En effet, la « dolce vita » d’antan ne se ressent même plus dans nos souvenirs, tellement les lieux qui permettaient de les raviver ont été éradiqués.
El Jadida avait une âme, et la saison estivale était attendue par les habitants avec une grande impatience. Les préparatifs à cette saison par la Commune commençaient juste après les vacances de printemps appelées auparavant « vacances de pâques ». Tout était préparé au moindre détail. Au centre-ville tout était propre et sentait presque la lavande, tellement les espaces étaient bien entretenus et les trottoirs et passages piétons repeints.

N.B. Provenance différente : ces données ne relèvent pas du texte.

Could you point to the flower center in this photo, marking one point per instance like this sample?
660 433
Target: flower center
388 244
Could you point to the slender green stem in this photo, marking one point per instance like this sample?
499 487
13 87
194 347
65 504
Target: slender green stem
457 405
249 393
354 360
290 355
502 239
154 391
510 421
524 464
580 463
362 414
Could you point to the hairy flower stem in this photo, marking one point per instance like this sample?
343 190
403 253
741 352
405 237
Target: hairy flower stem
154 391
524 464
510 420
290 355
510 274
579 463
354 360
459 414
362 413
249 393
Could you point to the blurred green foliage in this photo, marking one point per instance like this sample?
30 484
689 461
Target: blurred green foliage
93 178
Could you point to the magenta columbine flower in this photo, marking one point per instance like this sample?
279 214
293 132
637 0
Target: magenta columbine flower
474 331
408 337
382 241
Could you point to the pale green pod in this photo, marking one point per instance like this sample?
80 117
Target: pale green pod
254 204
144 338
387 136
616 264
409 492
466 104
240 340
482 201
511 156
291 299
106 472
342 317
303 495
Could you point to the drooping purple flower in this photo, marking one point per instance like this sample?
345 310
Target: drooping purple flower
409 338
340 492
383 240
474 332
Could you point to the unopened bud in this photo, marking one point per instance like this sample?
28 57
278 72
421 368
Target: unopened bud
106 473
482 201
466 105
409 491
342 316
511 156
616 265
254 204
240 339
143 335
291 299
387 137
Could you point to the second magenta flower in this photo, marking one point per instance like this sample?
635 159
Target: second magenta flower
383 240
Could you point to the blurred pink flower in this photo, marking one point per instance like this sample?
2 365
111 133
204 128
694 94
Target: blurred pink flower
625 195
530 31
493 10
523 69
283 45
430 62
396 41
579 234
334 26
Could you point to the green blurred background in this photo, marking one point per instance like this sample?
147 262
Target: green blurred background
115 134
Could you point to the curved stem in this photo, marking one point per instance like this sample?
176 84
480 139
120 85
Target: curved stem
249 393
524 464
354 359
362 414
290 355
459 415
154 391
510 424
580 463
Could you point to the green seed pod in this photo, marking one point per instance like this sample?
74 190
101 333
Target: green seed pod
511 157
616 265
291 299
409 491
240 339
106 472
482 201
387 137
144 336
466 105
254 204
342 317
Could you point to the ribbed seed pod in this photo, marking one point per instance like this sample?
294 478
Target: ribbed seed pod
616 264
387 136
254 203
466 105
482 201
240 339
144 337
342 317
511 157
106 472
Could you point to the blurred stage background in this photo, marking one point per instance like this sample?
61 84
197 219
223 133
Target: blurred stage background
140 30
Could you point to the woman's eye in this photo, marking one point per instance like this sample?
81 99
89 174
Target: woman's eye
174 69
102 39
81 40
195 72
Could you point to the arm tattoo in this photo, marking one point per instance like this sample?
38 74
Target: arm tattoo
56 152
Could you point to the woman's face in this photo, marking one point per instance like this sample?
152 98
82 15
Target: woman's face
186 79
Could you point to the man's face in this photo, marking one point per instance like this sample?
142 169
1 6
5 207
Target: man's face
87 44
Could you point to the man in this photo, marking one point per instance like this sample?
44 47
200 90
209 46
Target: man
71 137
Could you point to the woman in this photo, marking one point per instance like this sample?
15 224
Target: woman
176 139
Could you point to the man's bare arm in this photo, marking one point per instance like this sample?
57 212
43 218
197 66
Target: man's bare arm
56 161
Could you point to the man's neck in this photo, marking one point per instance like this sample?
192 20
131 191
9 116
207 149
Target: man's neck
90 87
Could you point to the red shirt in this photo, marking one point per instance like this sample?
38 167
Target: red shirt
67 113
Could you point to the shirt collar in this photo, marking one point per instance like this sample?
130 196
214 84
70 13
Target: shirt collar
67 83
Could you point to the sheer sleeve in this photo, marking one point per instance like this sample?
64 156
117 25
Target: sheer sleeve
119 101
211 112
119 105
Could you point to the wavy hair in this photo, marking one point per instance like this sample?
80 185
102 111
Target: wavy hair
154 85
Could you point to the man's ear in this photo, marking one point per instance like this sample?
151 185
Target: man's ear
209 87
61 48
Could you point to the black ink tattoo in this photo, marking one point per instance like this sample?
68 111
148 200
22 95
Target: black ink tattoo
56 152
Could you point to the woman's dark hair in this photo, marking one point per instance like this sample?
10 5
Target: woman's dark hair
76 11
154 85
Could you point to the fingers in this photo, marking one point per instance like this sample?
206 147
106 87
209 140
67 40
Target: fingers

En été les rues étaient calmes pendant la journée car tout le monde se rendait à la plage, à Sidi Bouzid, ou au Môle (L’moune). Les plus lotis optaient pour la piscine de l’hôtel Marhaba qui offrait aux baigneurs la possibilité de « piquer une tête » à la plage, grâce à la passerelle (aujourd’hui démolie).
Quant aux soirées d’été, elles étaient bien animées et les estivants n’avaient que l’embarras du choix pour passer d’agréables soirées.
Le café Najmat Al Mohit offrait un panorama paradisiaque avec vue sur la mer et sur le Parc Mohammed V, pour les amateurs des chansons classiques.
L’animation ne manquait pas non plus sur la grande place du théâtre municipal où se sont produits de grands noms de la chanson marocaine.
Même à Sidi Bouzid, plusieurs spectacles étaient organisés, en plein air, au niveau du théâtre édifié par feu Mohamed Said Afifi.
Il est, malheureusement, bien révolu ce temps des beaux étés. Et il est déconcertant de constater cette dégradation que subit la ville d’année en année, sans qu’aucun signe d’une quelconque initiative de « sauvetage » en mesure de lui redonner vie, ne voie le jour.
Il faut souligner, avec regret, que partout où l’on passe à El-Jadida, on découvre les traces d’une histoire riche et variée, mais qui n’est pas valorisée par ces élus qui n’ont fait qu’accélérer sa dégradation.
Inutile de rappeler que seuls ces élus et les pouvoirs publics ont une grande responsabilité dans la réhabilitation de la ville. Mais ils sont, désespérément aux abonnés absents, attendant simplement une quelconque lueur d’un projet prometteur en mesure de renflouer leurs finances. Certes, les citoyens n’ont eu de cesse de multiplier les messages et les signaux d’alarme, mais sans aucun résultat probant.
Il est déconcertant le spectacle de cette ville devenue lugubre, défigurée, livrée à elle-même et où il suffit de regarder l´état des routes, des voiries, et des chantiers interminables en cours de réalisation… pour se rendre compte de l’indicible.
Il est grand temps et urgentissime de mettre en place une stratégie de restauration afin de sauver le patrimoine historique constitué par les monuments, les espaces verts datant de plus d’un siècle, le théâtre, et bien d’autres édifices qu’il devient impératif de réhabiliter, afin de redonner à cette belle cité son cachet et son éclat d’autan, et aussi le charme de ses belles soirées estivales.